Bryan Smith, Cleveland librarian, has assumed numerous responsibilities as a result of the staffing shortage. These tasks included setting up for registration and preparing 20 mobile Chromebook carts for student use. The workload was too great for Smith to complete before the first day of school, and as a consequence the school library remained closed for a week.

“Letting Cris go has made it a challenge,” Smith said.

One of Kelly’s tasks was management of the 15 copy machines around the building. In his absence, Smith and Dean have done their best to keep up with a wide array of malfunctions relating to the high-needs machines. “It’s too many printers for Bryan and I to manage,” Dean said.

The matter has been compounded by switching service providers from Ricoh to Pacific Automation, leading to a longer wait period for a repair person. The main copy machine for teachers, located in the bookroom, experienced a three-day outage during the first week of school. This created headaches as students and staff competed for space on the library machine.

Clarion photo Alex Cheriel
The main school copy machine, located in the bookroom, experienced an extended closure during the first week of school.


This fall, because of increased enrollment, Cleveland has been able to hire several new teachers as well as a testing coordinator, Margie Suydam. Suydam’s role, in addition to preparing for standardized tests, includes certain technology responsibilities. These roles include “preparing the Bulletin, and managing the school website and social media,” according to Freeman. Suydam’s office is located in Room 275C in the library.

Approximately 950 computers and 100 projectors are currently in use at Cleveland High School. Staff with technical issues are now expected to place an IT work ticket online with district staff. PPS IT technicians may contact the teacher remotely or make a visit. This system creates delays and extra work for teachers.

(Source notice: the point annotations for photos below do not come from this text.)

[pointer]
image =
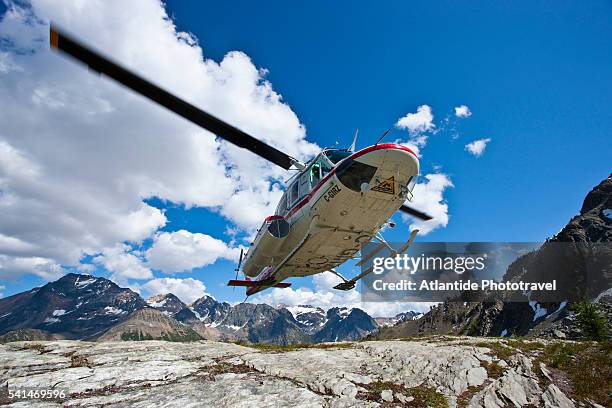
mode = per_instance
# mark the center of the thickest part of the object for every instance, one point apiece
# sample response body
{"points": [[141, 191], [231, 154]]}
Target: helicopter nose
{"points": [[390, 157], [378, 162]]}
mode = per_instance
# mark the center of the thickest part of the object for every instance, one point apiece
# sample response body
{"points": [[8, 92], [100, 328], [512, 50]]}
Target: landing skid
{"points": [[349, 284]]}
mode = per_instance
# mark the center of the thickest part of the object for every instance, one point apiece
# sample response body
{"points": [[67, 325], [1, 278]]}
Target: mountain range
{"points": [[583, 266], [93, 308]]}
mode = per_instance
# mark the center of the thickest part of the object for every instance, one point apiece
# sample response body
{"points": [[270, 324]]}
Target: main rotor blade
{"points": [[64, 43], [415, 213]]}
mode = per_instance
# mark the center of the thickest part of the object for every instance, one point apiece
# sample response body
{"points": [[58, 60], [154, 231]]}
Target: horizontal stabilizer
{"points": [[237, 282]]}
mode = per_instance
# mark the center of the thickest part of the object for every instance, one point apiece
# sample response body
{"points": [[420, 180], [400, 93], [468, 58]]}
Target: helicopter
{"points": [[335, 203]]}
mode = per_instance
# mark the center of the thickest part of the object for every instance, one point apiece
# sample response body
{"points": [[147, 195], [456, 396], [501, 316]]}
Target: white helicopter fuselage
{"points": [[326, 215]]}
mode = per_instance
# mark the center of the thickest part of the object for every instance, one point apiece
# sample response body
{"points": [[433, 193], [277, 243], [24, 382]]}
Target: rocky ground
{"points": [[436, 372]]}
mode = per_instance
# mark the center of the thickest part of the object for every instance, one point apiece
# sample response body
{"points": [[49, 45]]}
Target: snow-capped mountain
{"points": [[86, 307], [345, 324], [310, 318], [75, 306]]}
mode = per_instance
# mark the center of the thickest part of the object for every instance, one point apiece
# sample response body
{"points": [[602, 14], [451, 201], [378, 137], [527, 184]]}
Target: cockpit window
{"points": [[336, 155], [315, 173]]}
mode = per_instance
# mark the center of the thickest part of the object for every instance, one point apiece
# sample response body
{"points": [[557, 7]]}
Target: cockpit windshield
{"points": [[336, 155]]}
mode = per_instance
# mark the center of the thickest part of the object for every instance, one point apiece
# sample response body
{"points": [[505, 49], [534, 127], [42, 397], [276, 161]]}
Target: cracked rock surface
{"points": [[206, 373]]}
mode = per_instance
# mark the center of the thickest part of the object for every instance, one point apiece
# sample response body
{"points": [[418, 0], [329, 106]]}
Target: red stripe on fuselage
{"points": [[333, 171]]}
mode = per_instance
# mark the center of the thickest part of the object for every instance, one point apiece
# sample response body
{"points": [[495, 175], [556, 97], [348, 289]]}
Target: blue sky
{"points": [[537, 77]]}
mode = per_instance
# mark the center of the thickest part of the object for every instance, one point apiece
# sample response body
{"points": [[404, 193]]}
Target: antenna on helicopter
{"points": [[352, 148], [237, 270], [383, 135]]}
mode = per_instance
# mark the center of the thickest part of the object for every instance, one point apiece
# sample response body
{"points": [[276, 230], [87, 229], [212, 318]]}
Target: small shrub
{"points": [[591, 321]]}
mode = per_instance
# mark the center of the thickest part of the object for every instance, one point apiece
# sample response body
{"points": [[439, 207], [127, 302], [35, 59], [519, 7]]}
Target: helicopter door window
{"points": [[282, 206], [304, 184], [315, 174], [293, 193]]}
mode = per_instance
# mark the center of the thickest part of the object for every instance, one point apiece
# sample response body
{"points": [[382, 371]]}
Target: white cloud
{"points": [[188, 290], [325, 297], [429, 198], [418, 122], [182, 251], [477, 147], [79, 153], [123, 264], [463, 111], [11, 267]]}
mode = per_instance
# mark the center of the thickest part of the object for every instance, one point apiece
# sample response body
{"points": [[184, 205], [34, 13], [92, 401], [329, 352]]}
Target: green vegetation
{"points": [[524, 345], [591, 321], [133, 335], [500, 350], [426, 397], [34, 346], [588, 367]]}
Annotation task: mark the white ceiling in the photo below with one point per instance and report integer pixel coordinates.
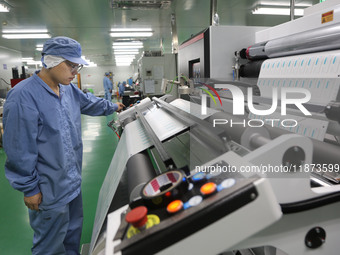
(89, 22)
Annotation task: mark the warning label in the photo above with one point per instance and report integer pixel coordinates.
(327, 17)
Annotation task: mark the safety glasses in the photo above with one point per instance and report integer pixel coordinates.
(74, 67)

Technology is integrated into every aspect of life, and education is no exception. One teacher who consistently relies on technology is Vanessa Hughes. Her students use computers in their digital media class every day. In the absence of adequate support, technological issues can rapidly derail a lesson plan.

Suydam will be available to provide some support to teachers with computer, projector, and other technological issues. Smith expects responsibilities as well. However, the volume and variety of tasks to be completed is high, and Hughes believes the support insufficient. “We are a school in the 21st Century. Teachers and students need instruction on how to use technology,” she said. “I don’t understand why it’s not a greater priority.”